Education turns girls into women with the possibility of more equal opportunities, and protects them from diseases such as HIV. Educated girls register lower rates of teenage pregnancies, sexual violence, early marriages, and ultimately lower HIV infections.

We must also accelerate investments in programs that support comprehensive sexual and reproductive health and rights, particularly for adolescent girls and young women.

And we must ensure that young women and girls are front and center of projects that seek to engage them. These are some of the goals the Global Fund partnership is seeking to achieve with projects such as Voix EssentiELLES and the HER Voice Fund, which strive to meaningfully engage young women and girls in key health programs and decision-making forums in their communities.

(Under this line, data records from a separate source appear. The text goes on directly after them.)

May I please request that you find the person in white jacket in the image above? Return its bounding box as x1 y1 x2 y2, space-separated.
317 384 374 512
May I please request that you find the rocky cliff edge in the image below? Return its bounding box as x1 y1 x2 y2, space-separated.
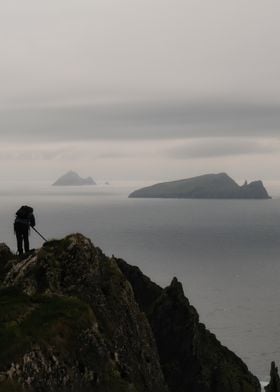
0 234 260 392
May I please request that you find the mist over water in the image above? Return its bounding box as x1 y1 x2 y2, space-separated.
0 183 280 379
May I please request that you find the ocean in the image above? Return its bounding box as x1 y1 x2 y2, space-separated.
0 183 280 380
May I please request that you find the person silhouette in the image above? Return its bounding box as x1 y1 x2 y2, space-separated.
14 206 36 256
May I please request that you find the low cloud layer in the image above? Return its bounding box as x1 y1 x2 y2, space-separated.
167 138 280 159
0 101 280 143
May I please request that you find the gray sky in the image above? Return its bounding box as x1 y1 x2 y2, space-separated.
0 0 280 187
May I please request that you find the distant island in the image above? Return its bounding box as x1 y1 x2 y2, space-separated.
53 170 96 186
129 173 271 199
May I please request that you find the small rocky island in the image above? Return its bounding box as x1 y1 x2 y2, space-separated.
129 173 271 199
0 234 268 392
53 170 96 186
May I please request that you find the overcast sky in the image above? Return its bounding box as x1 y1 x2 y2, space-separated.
0 0 280 187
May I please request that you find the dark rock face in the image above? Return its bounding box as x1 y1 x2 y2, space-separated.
129 173 270 199
117 259 260 392
0 235 167 392
53 171 96 186
0 234 260 392
265 362 280 392
0 244 14 283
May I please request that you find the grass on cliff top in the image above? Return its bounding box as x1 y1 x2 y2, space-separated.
0 288 94 370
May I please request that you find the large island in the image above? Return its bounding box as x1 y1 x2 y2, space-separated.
129 173 271 199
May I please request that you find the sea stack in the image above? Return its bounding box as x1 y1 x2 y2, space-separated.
53 170 96 186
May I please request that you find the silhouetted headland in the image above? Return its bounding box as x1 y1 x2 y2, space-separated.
0 234 260 392
129 173 271 199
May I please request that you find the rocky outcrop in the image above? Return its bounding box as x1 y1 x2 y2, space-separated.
0 235 166 392
117 259 260 392
264 362 280 392
53 171 96 186
0 234 260 392
129 173 270 199
0 243 14 284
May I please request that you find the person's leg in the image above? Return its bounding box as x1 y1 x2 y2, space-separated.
23 228 29 253
16 230 23 256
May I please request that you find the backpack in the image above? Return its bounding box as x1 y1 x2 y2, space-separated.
16 206 33 219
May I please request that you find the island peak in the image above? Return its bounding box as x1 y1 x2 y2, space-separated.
129 173 270 199
53 170 96 186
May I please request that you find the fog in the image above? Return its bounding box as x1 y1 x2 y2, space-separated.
0 0 280 181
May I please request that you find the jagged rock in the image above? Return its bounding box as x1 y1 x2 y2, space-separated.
117 259 261 392
0 234 260 392
264 362 280 392
53 170 96 186
0 243 15 283
129 173 270 199
0 234 166 392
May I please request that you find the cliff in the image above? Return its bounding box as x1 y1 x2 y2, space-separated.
129 173 270 199
264 362 280 392
0 234 260 392
53 171 96 186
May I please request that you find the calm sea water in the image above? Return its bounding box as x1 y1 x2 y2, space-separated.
0 184 280 380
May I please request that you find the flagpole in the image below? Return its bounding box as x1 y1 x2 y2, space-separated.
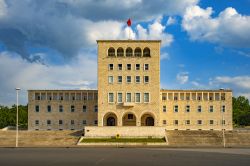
127 18 132 40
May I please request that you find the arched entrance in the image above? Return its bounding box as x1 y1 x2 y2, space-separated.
103 113 117 126
122 112 136 126
141 113 155 126
107 117 116 126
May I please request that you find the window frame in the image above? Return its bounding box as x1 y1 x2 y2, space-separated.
143 92 150 103
134 92 141 103
126 92 132 103
108 92 115 103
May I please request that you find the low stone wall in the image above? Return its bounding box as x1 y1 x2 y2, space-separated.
85 126 165 137
0 130 82 147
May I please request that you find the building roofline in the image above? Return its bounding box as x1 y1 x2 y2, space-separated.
27 89 98 91
96 39 161 43
160 89 232 92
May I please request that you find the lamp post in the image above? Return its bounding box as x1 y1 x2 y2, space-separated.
16 88 21 148
221 108 226 148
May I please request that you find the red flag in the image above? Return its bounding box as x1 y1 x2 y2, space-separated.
127 18 132 27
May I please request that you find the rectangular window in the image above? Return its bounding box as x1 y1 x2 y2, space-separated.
144 93 149 103
59 105 63 112
108 93 114 103
47 105 51 112
197 105 201 112
127 76 131 83
35 105 40 112
127 64 131 70
109 64 114 70
108 76 114 84
221 105 226 112
135 76 141 83
117 92 122 103
186 105 190 112
209 105 214 112
126 93 132 103
135 93 141 103
47 120 51 126
135 64 140 70
118 64 122 70
94 105 98 112
174 105 179 112
162 105 167 112
117 76 122 83
144 76 149 84
82 105 87 112
70 105 75 112
59 120 63 125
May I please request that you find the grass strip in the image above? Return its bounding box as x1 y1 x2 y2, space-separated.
81 138 166 143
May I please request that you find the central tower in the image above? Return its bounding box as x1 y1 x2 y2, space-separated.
97 40 161 126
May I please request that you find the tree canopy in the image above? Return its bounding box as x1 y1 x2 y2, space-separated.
233 96 250 126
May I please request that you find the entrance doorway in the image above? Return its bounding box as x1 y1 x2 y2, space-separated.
107 117 116 126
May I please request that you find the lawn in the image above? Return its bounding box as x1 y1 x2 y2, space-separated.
81 138 166 143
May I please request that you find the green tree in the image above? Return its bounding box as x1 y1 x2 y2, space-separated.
0 105 28 128
233 96 250 126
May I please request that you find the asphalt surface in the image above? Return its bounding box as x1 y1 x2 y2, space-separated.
0 148 250 166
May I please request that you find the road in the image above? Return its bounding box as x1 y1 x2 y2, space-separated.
0 148 250 166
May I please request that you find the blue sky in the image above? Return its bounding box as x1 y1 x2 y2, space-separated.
0 0 250 105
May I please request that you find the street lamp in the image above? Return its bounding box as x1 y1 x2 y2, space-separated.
16 88 21 148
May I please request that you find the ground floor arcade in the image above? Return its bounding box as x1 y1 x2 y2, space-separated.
102 112 156 126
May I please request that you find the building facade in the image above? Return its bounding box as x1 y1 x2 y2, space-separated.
28 40 232 130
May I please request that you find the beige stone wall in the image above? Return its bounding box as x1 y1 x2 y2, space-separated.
28 40 232 131
85 126 165 137
160 90 233 130
28 90 97 130
97 40 160 126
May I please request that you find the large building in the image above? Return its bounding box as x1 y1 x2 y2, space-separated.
28 40 233 130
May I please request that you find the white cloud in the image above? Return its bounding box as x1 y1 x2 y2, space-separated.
161 52 170 60
209 76 250 99
213 76 250 90
176 72 189 84
136 17 174 47
0 52 97 104
167 17 176 26
182 6 250 48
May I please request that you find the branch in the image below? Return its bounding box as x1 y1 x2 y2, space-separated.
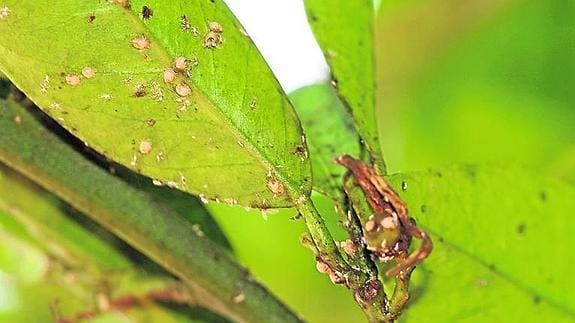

To end the HIV infections in young women and girls, we must also reduce infections amongst their sexual partners. That means investing in efforts to transform cultural and social norms that predispose men and boys to HIV and that shape their engagement with girls and women in their communities.

It also means that men at high risk of HIV infection are tested and supported to start and stay on treatment. Protecting heterosexual men and boys from HIV can also help protect women and girls from HIV.

We must seek to renew our focus on promoting equity. We know how to do this. We did it at the turn of the millennium with our drive for equity in HIV treatment. Let us now move forward and end this unfinished fight by reducing HIV infections among the most affected communities. To get there, we can be reenergized by the goals and the unyielding spirit of those golden years of progress in the fight against HIV.